The bill aims to ease bureaucracy, support migrant integration and speed up deportations, among other measures. But it was not without controversy on the left, right and within Emmanuel Macron's governing LREM party.
France's lower house of parliament late Sunday approved a major immigration law designed to speed up deportations while promoting better integration and faster processing of asylum applications.
After 61 hours of contentious debate, the measure was approved by the National Assembly 228 in favor, 139 against and 24 abstentions. It passed largely with the support of President Emmanuel Macron's Republic On The Move (LREM) party, while leftist and right-wing parties voted against.
Richard Ferrand, the head of the LREM group in the assembly, said the law proved "our determination to regulate migration, to promote effective integration, to guarantee the right to asylum, in line with the commitments made by the president of the republic."
"When we strengthen the effectiveness of how we regulate immigration, we are not being inhuman, nor anti-freedom, nor lax," he said.
Divisions in Macron's party
But the bill, which must still passed by the Senate, opened divisions within LREM, with one party deputy named Jean-Michel Clement resigning in protest after casting a "no" vote and 14 others abstaining.
One controversial part of the bill would increase the maximum time migrants can be held in detention pending deportation from 45 days to 90 days.
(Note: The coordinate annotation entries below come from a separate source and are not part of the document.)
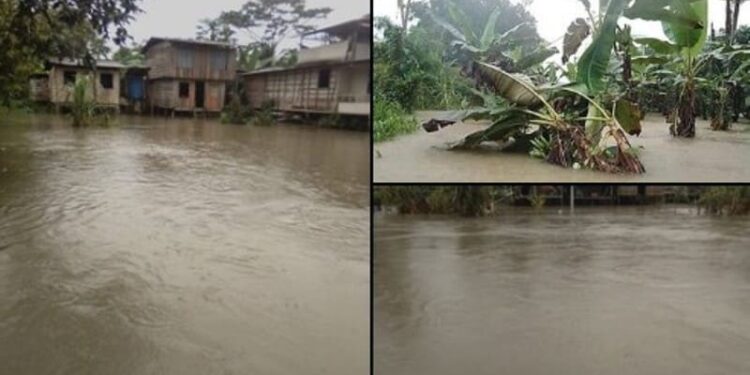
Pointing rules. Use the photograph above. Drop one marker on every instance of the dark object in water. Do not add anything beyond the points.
(434, 125)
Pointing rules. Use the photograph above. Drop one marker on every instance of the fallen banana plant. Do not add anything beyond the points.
(531, 113)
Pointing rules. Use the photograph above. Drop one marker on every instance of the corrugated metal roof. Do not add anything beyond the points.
(305, 66)
(209, 43)
(344, 27)
(106, 64)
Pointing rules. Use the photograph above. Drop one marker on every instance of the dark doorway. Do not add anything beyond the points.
(200, 94)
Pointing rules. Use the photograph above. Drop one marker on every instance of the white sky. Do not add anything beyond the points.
(554, 16)
(179, 18)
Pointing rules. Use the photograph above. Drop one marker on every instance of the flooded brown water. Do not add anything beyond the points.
(710, 157)
(182, 247)
(601, 291)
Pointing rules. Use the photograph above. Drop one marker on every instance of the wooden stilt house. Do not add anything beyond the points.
(188, 75)
(104, 81)
(333, 78)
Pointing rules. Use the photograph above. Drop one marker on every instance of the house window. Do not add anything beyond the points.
(219, 60)
(185, 58)
(105, 79)
(184, 90)
(69, 77)
(324, 78)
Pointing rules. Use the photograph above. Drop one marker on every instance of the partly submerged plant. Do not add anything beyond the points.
(532, 110)
(82, 108)
(685, 24)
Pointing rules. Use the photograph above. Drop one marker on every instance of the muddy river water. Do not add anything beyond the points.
(182, 247)
(601, 291)
(712, 156)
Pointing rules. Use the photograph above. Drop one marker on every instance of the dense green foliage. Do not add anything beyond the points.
(268, 22)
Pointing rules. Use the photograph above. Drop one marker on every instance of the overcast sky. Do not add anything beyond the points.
(179, 18)
(554, 16)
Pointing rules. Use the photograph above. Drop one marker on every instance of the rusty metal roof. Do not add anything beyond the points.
(196, 42)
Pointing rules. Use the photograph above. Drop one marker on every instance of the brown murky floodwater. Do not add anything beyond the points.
(601, 291)
(710, 157)
(182, 247)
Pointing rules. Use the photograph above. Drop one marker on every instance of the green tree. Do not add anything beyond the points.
(129, 55)
(268, 22)
(215, 30)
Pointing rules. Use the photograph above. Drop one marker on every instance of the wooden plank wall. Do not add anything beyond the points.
(39, 89)
(295, 90)
(163, 59)
(59, 94)
(164, 93)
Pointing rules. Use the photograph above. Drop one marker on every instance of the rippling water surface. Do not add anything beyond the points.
(602, 291)
(182, 247)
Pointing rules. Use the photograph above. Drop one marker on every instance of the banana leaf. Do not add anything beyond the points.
(628, 115)
(501, 130)
(535, 57)
(649, 60)
(658, 45)
(488, 36)
(577, 32)
(593, 65)
(651, 10)
(515, 88)
(689, 38)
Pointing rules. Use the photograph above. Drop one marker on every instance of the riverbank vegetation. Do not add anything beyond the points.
(581, 110)
(467, 200)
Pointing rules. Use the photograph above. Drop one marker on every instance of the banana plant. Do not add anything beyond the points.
(685, 24)
(533, 113)
(499, 49)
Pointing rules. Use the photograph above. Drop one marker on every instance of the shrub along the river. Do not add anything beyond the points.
(726, 200)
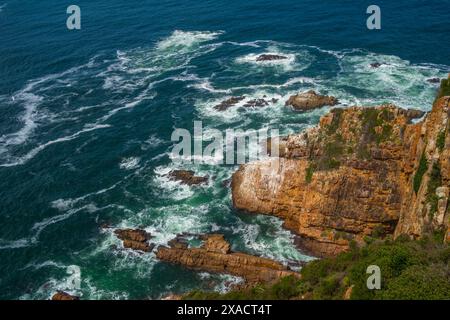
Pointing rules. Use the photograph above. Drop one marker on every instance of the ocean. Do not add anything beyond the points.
(86, 118)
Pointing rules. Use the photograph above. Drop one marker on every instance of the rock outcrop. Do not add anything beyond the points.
(252, 103)
(187, 177)
(64, 296)
(216, 256)
(363, 172)
(135, 239)
(270, 57)
(231, 102)
(310, 100)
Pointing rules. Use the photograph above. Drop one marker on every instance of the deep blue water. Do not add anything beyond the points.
(86, 118)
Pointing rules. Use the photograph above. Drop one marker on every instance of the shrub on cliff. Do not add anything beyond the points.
(409, 270)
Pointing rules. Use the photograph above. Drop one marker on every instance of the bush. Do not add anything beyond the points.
(423, 166)
(445, 88)
(440, 141)
(409, 270)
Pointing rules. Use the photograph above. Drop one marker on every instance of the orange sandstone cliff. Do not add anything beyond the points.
(361, 172)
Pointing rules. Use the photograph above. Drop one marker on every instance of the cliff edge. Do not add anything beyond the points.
(362, 172)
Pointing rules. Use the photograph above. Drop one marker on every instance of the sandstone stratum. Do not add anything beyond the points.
(215, 255)
(362, 172)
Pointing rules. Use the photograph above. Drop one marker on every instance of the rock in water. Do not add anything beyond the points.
(135, 239)
(270, 57)
(310, 100)
(215, 256)
(256, 103)
(231, 102)
(64, 296)
(187, 177)
(434, 80)
(354, 176)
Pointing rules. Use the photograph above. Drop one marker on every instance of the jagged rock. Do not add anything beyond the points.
(310, 100)
(256, 103)
(215, 256)
(64, 296)
(413, 113)
(187, 177)
(270, 57)
(434, 80)
(173, 297)
(135, 239)
(224, 105)
(350, 177)
(376, 64)
(216, 243)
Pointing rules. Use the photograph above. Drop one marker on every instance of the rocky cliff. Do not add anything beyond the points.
(361, 172)
(215, 256)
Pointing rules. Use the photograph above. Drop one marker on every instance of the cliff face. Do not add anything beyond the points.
(361, 172)
(215, 256)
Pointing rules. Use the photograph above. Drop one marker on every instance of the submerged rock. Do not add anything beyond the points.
(187, 177)
(376, 65)
(256, 103)
(310, 100)
(216, 256)
(64, 296)
(270, 57)
(231, 102)
(135, 239)
(434, 80)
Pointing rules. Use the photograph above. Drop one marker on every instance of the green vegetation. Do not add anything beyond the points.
(440, 141)
(445, 88)
(409, 270)
(337, 114)
(434, 182)
(372, 120)
(423, 166)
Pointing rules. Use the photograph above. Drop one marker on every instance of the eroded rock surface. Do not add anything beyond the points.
(187, 177)
(64, 296)
(270, 57)
(355, 175)
(135, 239)
(310, 100)
(231, 102)
(215, 256)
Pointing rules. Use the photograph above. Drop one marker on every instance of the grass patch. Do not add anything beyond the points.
(434, 183)
(440, 141)
(445, 88)
(423, 166)
(409, 270)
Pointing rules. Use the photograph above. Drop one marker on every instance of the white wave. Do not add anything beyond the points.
(207, 86)
(185, 40)
(31, 154)
(173, 189)
(130, 163)
(152, 142)
(14, 244)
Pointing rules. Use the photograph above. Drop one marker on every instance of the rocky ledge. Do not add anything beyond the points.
(64, 296)
(187, 177)
(252, 103)
(216, 256)
(135, 239)
(363, 172)
(270, 57)
(310, 100)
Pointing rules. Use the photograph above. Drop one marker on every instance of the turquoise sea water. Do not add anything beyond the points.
(86, 119)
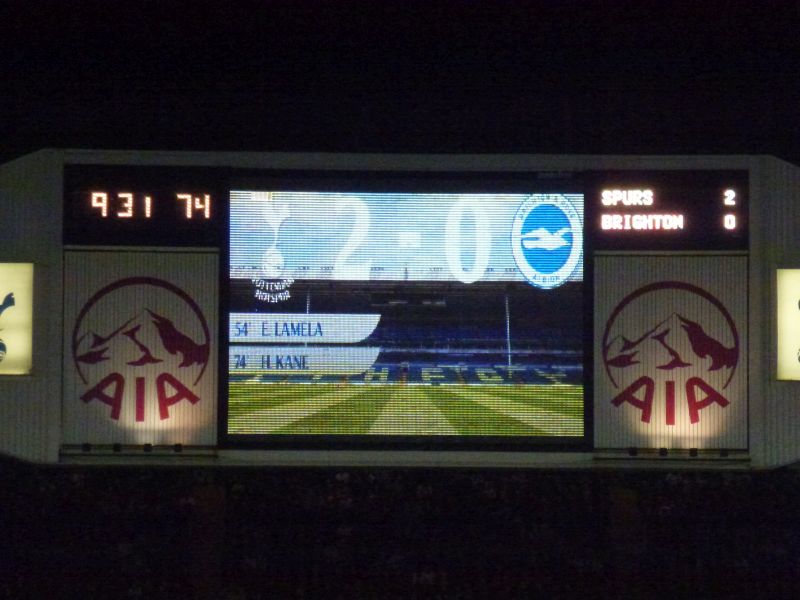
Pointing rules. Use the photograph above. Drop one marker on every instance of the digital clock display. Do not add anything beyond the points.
(145, 206)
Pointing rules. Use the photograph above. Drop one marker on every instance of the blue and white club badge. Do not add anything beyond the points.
(547, 240)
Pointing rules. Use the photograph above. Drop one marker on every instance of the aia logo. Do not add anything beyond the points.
(140, 342)
(670, 344)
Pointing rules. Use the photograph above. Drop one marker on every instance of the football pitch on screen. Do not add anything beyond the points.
(256, 408)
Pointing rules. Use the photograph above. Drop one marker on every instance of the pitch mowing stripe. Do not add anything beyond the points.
(353, 416)
(468, 417)
(546, 421)
(563, 399)
(246, 397)
(270, 420)
(410, 412)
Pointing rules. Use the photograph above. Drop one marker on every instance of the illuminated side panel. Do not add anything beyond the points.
(16, 318)
(366, 316)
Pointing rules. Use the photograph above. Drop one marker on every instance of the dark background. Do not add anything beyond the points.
(541, 77)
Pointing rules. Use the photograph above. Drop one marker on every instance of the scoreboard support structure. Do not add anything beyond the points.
(399, 310)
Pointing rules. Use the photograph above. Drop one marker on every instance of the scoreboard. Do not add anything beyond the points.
(455, 310)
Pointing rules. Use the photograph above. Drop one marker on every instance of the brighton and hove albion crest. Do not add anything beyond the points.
(141, 343)
(547, 240)
(670, 349)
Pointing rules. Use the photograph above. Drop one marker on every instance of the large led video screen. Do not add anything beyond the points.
(383, 315)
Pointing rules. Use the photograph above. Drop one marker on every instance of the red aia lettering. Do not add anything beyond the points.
(629, 395)
(114, 400)
(111, 389)
(181, 393)
(696, 406)
(645, 404)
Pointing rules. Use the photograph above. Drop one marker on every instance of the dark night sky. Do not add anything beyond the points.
(491, 76)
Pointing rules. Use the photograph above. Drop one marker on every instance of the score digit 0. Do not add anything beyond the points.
(193, 203)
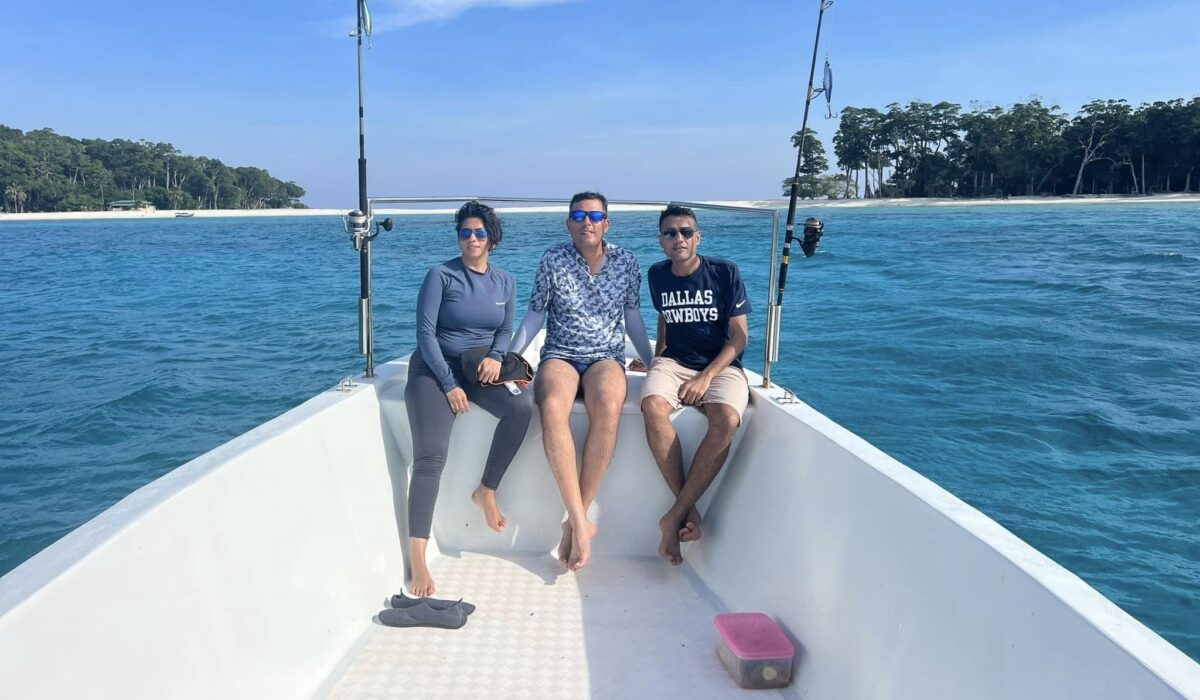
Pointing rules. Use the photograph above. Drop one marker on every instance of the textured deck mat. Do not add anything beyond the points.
(621, 628)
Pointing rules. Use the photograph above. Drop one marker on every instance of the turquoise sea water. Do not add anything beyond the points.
(1042, 363)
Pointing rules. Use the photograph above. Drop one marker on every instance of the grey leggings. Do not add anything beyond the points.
(431, 419)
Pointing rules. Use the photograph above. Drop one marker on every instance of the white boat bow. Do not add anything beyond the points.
(255, 572)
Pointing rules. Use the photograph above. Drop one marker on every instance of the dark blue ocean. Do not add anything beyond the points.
(1042, 363)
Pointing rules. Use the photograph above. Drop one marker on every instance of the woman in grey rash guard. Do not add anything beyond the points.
(465, 303)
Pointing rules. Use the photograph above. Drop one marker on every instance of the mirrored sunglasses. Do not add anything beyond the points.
(595, 216)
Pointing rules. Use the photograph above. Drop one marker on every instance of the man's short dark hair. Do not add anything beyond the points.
(676, 210)
(585, 196)
(487, 215)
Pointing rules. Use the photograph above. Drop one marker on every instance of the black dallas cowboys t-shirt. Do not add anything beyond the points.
(697, 309)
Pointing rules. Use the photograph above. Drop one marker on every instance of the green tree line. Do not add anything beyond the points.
(42, 171)
(939, 150)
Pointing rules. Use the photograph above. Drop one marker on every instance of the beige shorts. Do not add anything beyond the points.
(666, 376)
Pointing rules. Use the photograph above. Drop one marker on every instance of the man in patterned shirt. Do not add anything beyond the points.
(587, 289)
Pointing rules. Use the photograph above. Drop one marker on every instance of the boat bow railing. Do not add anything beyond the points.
(774, 309)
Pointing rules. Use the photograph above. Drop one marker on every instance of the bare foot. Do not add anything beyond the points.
(485, 498)
(581, 546)
(690, 530)
(423, 582)
(669, 548)
(564, 545)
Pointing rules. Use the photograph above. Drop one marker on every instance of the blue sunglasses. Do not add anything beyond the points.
(595, 216)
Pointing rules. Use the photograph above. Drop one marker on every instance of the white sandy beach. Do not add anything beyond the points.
(760, 203)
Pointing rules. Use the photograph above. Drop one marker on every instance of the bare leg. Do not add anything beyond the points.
(423, 582)
(723, 425)
(664, 442)
(485, 498)
(556, 388)
(604, 393)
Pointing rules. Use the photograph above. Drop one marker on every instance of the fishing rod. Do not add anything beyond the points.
(358, 222)
(813, 226)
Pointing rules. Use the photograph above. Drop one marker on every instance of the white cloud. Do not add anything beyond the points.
(391, 15)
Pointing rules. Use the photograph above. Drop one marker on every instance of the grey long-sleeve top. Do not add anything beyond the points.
(459, 309)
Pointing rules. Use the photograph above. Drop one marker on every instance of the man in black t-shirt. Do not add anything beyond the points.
(702, 333)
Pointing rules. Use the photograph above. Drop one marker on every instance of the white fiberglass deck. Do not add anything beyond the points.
(623, 627)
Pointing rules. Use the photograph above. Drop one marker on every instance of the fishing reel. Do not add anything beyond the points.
(813, 229)
(358, 225)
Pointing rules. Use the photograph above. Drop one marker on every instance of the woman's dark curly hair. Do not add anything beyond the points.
(485, 214)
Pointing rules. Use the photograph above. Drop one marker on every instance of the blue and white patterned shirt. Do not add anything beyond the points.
(586, 313)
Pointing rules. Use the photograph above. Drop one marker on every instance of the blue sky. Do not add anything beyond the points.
(639, 99)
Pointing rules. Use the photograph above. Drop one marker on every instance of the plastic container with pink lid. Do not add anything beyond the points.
(755, 650)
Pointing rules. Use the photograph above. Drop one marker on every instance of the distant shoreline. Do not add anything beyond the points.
(760, 203)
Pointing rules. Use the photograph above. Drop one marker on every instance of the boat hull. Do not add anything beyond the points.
(255, 569)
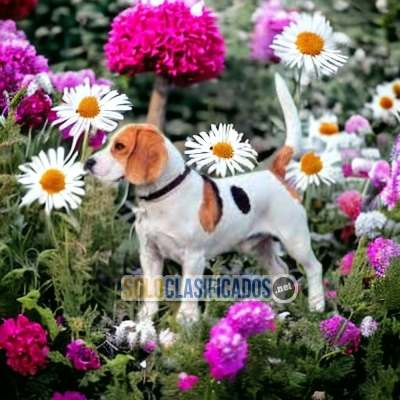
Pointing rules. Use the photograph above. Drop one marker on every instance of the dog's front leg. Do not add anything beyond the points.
(152, 265)
(193, 265)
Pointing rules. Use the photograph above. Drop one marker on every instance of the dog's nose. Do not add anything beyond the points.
(89, 164)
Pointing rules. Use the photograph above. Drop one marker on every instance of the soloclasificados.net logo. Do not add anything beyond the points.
(279, 288)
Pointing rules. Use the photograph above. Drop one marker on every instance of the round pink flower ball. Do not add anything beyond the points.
(168, 39)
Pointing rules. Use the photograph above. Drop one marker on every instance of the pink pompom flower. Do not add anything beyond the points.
(186, 382)
(346, 263)
(69, 396)
(340, 332)
(169, 39)
(380, 252)
(226, 352)
(25, 343)
(82, 357)
(357, 124)
(33, 110)
(350, 203)
(270, 20)
(250, 317)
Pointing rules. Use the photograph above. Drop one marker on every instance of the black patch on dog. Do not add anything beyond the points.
(216, 192)
(241, 199)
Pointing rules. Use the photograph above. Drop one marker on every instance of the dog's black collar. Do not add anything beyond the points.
(166, 189)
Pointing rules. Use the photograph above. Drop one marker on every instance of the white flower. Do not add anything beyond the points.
(314, 169)
(368, 326)
(90, 107)
(167, 338)
(52, 181)
(369, 223)
(220, 150)
(384, 104)
(309, 43)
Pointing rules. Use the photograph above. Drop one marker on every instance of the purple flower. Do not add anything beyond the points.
(71, 79)
(226, 352)
(249, 317)
(357, 124)
(380, 252)
(271, 18)
(368, 326)
(33, 110)
(68, 396)
(186, 382)
(340, 332)
(82, 357)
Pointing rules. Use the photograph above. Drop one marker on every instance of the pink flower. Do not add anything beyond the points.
(380, 252)
(68, 396)
(33, 110)
(331, 294)
(338, 331)
(357, 124)
(250, 317)
(82, 357)
(271, 19)
(226, 352)
(25, 343)
(350, 203)
(168, 39)
(186, 382)
(380, 174)
(346, 263)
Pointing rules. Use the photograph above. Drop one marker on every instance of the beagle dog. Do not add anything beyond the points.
(190, 218)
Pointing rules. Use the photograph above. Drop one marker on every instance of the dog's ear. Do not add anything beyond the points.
(147, 156)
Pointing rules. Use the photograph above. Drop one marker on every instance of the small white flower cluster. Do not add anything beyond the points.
(369, 223)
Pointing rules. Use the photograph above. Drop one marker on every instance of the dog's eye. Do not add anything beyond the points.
(119, 146)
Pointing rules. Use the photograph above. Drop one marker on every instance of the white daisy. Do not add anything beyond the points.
(384, 104)
(52, 181)
(90, 107)
(309, 42)
(221, 149)
(314, 169)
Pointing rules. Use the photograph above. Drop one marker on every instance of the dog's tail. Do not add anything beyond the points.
(293, 129)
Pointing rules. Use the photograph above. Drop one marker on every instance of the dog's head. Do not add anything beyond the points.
(137, 152)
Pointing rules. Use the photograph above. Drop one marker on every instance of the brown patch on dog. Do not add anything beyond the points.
(141, 150)
(210, 211)
(281, 161)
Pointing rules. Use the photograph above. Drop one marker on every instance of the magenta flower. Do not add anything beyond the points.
(350, 204)
(271, 19)
(71, 79)
(25, 343)
(186, 382)
(82, 357)
(68, 396)
(168, 39)
(380, 252)
(33, 110)
(346, 263)
(357, 124)
(390, 194)
(226, 352)
(340, 332)
(250, 317)
(380, 174)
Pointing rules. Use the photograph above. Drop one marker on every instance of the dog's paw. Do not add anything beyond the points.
(316, 303)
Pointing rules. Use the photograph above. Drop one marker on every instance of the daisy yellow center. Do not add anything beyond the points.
(89, 107)
(386, 103)
(223, 150)
(53, 181)
(328, 129)
(311, 164)
(309, 43)
(396, 89)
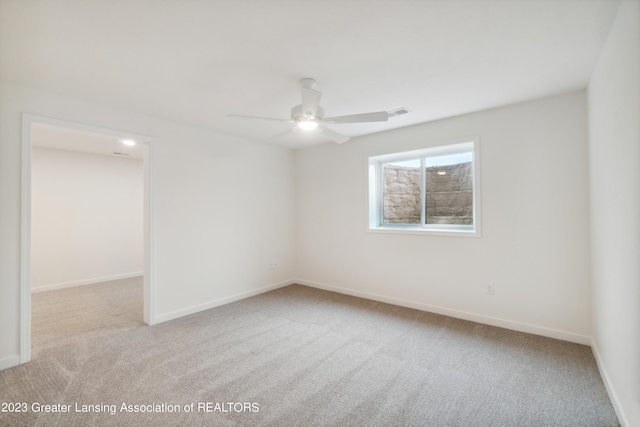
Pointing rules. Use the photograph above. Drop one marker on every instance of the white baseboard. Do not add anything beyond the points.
(55, 286)
(613, 396)
(221, 301)
(9, 362)
(479, 318)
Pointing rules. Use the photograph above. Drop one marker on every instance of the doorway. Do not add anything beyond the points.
(84, 140)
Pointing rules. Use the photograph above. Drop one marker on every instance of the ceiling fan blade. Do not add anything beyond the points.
(238, 116)
(334, 136)
(310, 101)
(378, 116)
(286, 132)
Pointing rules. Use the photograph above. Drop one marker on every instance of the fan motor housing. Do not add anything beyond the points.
(297, 115)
Lawmakers on the left criticized the increased detention time, while the right-wing politicians wanted it increased to 180 days.
Left-wing opponents opposed provisions allowing minors to be held in detention.
"Nothing justifies locking up a kid," said Socialist deputy Herve Saulignac.
Quicker decisions and deportations
Interior Minister Gerard Collomb said bill aims for "better controlled" immigration, while making it easier to deport "economic" migrants.
The bill also plans to ease bureaucracy by halving the time to six months it takes to process asylum requests. It would also cut in half to 90 days the time asylum seekers have to apply and reduces to two weeks the time allowed to appeal against decisions. Pro-immigrant NGOs said the changes would not provide enough time for applicants to put forward more evidence to support their applications.
Supporters of the bill argue that bill promotes integration by promising accepted asylum seekers better access to work and housing opportunities as well as French lessons. The measure would also facilitate family reunification of accepted asylum seekers.